The study authors conclude that treatment with oral azacitidine independently of baseline characteristics reduced the risk of death by 30% and risk of relapse by 43% compared to placebo. Cytogenetic risk at diagnosis, minimal residual disease status, and patient age also independently predicted survival outcomes. Clinical trial information: NCT01757535
Dawn Maze, Roland B. Walter, Diana M. Merino, et al.
The study authors conclude that the nature and severity of side effects of AML treatment were perceived to be worse than reality. The authors state, that such an incorrect perception may lead to undertreatment of patients and result in worse outcomes. They recommend more patient education and resources about the lived treatment experience, to enhance understanding and mitigate pre-conceived notions of side effects.
Marcos J.G. De Lima, Partow Kebriaei, Francesco Lanza, et al.
The study authors demonstrate that the Incidence of hepatic veno-occlusive disease/sinusoidal obstruction syndrome after first HSCT in inotuzumab ozogamicin-treated patients with R/R ALL in this study was similar to the 18–19% reported in pooled analyses of 2 clinical trials among inotuzumab ozogamicin-treated patients with R/R ALL  and in the INOVATE study. The NRM at 1 y of 21% (23% R/R ALL) is lower than the non-relapse mortality at 1 y of 38% reported in the pooled analyses of R/R ALL inotuzumab ozogamicin recipients.
Keith Pratz, Brian Andrew Jonas, Vinod Pullarkat, et al.
The study authors conclude that patients with best response of composite complete remission (CRc; complete remission [CR] + CR with incomplete hematologic recovery [CRi]) and measurable residual disease response (MRD<10-3) who achieved MRD<10-3 response with venetoclax and azacitidine treatment had longer duration of response, overall and event-free survival than patients who were CRc and measurable residual disease positive. Clinical trial information: NCT02993523
Arran David Dokal, Andrea Arruda, Ryan Smith, et al.
The study authors have identified phospho-signatures with the potential to further stratify FLT3+ AML for midostaurin treatment. They conclude, that the presence of PRKCD signalling components in signatures provides a rationale for midostaurin activity in sensitive cases. Analysis are planned on FLT3 mutant-negative cases to validate the signature in this group.

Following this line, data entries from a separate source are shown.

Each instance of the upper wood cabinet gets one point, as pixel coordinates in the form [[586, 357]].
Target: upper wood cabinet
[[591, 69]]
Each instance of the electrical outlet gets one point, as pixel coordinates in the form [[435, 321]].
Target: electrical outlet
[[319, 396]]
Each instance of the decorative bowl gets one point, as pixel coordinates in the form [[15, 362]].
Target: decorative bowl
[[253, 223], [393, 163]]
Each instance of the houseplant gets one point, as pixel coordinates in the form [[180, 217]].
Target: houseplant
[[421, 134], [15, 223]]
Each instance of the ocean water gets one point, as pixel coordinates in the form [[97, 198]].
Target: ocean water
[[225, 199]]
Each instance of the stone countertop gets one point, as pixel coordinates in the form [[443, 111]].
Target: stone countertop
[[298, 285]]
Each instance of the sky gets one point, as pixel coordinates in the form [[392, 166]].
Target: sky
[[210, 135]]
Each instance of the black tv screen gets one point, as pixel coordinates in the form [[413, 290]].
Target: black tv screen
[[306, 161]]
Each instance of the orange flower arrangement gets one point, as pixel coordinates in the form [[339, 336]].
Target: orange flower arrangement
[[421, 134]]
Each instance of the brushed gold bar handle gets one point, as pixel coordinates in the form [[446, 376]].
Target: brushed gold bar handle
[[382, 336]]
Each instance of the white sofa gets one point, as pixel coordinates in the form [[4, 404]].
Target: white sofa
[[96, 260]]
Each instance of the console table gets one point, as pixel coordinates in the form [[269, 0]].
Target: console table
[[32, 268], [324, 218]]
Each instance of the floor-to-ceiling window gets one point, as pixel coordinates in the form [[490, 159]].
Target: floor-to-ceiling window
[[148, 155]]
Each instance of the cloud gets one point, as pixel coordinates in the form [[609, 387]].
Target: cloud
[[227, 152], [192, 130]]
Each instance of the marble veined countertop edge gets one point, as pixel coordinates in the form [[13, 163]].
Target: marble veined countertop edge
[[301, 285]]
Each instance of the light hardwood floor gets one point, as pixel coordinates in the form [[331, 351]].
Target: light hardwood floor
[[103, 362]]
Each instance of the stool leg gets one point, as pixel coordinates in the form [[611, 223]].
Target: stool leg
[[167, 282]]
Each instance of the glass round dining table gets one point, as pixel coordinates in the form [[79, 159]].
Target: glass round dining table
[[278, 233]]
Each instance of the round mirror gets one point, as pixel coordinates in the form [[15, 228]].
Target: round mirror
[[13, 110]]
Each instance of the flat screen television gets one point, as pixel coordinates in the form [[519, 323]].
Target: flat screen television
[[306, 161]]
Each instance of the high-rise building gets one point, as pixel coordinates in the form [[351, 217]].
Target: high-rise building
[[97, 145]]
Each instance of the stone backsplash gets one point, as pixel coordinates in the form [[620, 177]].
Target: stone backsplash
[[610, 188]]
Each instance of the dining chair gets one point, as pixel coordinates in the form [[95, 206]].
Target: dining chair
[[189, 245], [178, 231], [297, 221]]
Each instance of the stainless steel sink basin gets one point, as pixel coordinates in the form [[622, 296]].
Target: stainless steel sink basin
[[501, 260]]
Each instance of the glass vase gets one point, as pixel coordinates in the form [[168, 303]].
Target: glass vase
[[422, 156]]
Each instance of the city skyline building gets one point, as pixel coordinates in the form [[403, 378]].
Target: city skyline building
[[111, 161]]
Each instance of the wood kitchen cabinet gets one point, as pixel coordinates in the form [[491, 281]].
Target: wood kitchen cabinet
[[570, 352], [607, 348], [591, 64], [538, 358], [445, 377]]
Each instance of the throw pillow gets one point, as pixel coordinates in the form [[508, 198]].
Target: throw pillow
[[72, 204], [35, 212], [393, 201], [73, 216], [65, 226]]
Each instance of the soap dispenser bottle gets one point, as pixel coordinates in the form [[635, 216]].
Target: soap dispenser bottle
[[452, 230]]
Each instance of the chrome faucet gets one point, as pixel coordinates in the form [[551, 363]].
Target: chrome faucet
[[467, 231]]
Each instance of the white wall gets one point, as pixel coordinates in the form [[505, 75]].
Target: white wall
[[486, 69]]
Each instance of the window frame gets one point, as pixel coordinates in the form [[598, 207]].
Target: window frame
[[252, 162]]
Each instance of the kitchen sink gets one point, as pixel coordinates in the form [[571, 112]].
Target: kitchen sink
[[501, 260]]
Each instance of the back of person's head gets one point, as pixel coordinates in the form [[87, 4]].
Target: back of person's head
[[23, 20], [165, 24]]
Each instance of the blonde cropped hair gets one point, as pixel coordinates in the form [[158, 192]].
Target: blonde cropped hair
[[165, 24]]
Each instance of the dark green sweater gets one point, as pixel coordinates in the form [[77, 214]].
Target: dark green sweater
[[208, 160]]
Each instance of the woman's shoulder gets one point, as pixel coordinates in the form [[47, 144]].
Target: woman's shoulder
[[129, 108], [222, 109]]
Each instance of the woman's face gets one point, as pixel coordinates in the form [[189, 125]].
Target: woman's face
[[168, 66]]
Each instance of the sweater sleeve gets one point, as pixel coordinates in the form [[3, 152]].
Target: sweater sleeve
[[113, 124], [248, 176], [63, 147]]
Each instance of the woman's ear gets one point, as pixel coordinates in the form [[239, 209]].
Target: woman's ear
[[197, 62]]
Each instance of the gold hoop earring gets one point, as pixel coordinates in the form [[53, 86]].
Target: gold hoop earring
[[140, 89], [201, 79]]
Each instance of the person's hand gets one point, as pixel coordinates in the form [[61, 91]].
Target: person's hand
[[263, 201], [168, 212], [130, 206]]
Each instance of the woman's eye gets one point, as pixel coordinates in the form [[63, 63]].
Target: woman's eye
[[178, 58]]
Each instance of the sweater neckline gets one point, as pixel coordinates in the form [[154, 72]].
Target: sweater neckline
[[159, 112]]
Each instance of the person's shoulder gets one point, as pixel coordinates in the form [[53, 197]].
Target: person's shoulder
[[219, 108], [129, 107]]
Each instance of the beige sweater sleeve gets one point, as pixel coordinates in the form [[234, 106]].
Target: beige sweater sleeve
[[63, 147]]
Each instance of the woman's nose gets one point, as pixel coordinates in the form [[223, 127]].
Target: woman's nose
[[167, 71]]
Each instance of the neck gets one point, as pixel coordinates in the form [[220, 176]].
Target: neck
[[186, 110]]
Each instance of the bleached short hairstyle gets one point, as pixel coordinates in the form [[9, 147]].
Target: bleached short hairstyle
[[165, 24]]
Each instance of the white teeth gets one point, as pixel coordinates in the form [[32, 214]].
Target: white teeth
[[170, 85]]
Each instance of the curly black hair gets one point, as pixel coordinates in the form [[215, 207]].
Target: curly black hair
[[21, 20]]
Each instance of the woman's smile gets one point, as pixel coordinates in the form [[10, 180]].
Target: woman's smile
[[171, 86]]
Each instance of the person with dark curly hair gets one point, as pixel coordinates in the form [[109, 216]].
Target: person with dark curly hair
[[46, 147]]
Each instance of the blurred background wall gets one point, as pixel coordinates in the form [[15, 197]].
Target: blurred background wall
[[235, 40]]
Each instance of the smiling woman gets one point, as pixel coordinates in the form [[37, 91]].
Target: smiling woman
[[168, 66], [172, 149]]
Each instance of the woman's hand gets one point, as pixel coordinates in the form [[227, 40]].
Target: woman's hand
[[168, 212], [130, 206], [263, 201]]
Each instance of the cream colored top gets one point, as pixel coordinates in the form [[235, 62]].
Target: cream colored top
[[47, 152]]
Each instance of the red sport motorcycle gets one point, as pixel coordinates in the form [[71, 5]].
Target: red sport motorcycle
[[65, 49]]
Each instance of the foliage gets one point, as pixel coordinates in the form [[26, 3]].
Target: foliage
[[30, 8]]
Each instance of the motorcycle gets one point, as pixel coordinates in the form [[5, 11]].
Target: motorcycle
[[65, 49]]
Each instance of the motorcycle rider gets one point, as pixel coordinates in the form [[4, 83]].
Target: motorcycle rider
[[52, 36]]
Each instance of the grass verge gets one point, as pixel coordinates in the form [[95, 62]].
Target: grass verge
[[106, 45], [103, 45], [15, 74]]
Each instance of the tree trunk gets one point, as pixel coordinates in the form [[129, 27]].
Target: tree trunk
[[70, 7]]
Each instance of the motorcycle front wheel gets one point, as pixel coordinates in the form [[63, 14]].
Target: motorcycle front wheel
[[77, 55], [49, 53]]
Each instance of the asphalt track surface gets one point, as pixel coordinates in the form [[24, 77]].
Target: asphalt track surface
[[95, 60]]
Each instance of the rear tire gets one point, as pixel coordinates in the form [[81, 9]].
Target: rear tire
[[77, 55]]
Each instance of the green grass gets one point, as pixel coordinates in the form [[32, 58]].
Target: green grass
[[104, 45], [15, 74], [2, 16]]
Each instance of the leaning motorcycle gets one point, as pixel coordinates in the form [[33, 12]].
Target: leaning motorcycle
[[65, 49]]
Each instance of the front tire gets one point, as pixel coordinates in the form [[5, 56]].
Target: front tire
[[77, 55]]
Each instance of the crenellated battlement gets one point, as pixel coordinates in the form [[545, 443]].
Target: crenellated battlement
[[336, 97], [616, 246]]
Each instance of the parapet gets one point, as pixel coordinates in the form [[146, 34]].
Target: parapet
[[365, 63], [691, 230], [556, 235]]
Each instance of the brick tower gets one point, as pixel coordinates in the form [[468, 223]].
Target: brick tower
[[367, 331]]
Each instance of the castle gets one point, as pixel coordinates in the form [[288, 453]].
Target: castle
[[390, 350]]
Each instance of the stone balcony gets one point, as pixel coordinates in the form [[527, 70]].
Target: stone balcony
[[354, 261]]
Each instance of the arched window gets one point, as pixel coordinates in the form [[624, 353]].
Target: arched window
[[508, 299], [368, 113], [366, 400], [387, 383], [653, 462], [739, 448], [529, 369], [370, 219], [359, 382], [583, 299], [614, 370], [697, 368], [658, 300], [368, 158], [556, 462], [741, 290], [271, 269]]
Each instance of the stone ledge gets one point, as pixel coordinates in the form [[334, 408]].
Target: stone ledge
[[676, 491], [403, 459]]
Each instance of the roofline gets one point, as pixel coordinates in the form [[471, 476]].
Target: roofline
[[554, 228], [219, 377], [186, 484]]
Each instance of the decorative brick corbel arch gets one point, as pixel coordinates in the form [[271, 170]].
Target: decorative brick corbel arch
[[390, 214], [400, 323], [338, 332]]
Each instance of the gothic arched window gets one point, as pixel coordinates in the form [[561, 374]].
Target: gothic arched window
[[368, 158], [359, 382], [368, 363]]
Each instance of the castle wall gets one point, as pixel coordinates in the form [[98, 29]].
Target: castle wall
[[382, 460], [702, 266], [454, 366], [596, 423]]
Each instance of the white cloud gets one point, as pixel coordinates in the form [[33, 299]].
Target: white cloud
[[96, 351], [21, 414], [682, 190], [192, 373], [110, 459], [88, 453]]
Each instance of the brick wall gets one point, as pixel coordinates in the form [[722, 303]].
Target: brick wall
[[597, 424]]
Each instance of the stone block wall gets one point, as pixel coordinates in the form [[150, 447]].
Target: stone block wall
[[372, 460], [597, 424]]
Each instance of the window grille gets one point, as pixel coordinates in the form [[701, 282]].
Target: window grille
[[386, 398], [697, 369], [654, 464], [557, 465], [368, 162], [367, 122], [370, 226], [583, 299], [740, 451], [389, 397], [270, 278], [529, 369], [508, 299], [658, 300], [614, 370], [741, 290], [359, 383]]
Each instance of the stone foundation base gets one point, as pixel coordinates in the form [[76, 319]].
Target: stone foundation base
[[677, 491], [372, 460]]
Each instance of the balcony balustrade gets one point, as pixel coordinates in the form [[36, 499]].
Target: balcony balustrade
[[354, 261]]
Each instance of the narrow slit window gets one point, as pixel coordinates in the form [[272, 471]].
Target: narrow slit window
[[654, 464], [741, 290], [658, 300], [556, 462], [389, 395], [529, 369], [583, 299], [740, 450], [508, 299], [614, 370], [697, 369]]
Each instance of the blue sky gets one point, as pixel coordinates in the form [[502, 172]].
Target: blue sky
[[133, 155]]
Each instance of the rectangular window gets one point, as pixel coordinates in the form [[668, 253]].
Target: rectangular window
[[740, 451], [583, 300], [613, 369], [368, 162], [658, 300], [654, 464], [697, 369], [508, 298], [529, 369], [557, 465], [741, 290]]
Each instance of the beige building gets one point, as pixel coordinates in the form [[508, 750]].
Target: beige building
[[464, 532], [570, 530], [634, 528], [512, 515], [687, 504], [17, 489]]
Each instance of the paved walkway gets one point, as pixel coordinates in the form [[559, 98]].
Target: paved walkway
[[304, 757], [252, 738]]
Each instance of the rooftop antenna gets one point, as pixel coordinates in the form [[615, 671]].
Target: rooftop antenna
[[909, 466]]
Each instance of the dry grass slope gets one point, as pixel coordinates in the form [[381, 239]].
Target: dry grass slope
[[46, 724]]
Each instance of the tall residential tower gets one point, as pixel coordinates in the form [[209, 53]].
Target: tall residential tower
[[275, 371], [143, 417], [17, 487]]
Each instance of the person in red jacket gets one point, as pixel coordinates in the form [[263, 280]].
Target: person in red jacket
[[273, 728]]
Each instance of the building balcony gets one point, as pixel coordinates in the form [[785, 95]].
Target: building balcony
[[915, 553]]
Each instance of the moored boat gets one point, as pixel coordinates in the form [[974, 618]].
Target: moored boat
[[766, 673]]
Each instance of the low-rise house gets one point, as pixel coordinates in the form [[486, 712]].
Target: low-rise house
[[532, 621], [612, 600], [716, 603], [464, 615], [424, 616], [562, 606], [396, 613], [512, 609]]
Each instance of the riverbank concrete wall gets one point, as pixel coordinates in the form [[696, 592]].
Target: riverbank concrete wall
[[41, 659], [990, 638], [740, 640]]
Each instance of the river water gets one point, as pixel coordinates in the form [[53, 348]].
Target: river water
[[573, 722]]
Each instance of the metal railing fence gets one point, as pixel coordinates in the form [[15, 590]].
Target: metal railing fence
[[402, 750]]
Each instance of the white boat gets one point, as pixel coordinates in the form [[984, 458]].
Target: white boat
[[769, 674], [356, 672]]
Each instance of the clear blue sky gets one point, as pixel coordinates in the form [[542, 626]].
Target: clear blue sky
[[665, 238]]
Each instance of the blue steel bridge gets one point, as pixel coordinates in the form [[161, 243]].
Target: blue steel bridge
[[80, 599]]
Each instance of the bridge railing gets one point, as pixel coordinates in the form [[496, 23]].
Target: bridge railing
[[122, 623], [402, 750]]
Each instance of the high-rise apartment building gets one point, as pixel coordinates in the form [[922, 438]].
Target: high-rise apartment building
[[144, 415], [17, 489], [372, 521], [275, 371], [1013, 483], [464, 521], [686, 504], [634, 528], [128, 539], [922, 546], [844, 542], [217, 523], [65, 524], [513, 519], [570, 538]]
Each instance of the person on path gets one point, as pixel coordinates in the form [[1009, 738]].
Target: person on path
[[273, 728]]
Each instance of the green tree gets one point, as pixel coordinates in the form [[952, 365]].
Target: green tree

Matthew Newman, Sunil K. Joshi, Daniel Bottomly, et al.
The study authors' findings show that primary marrow stroma evolves during gilteritinib treatment. It is also shown that stromal proteins previously reported to promote early resistance to FLT3i are also upregulated during gilteritinib resistance. The heterogeneity of stromal cell isolates detected by mass cytometry highlights the utility of high dimensional tracking of disease course in patients. The authors suggest, that this may enable a better understanding of how the temporal evolution of the marrow microenvironment contributes to the development of resistance to targeted therapies like gilteritinib and other FLT3i over time.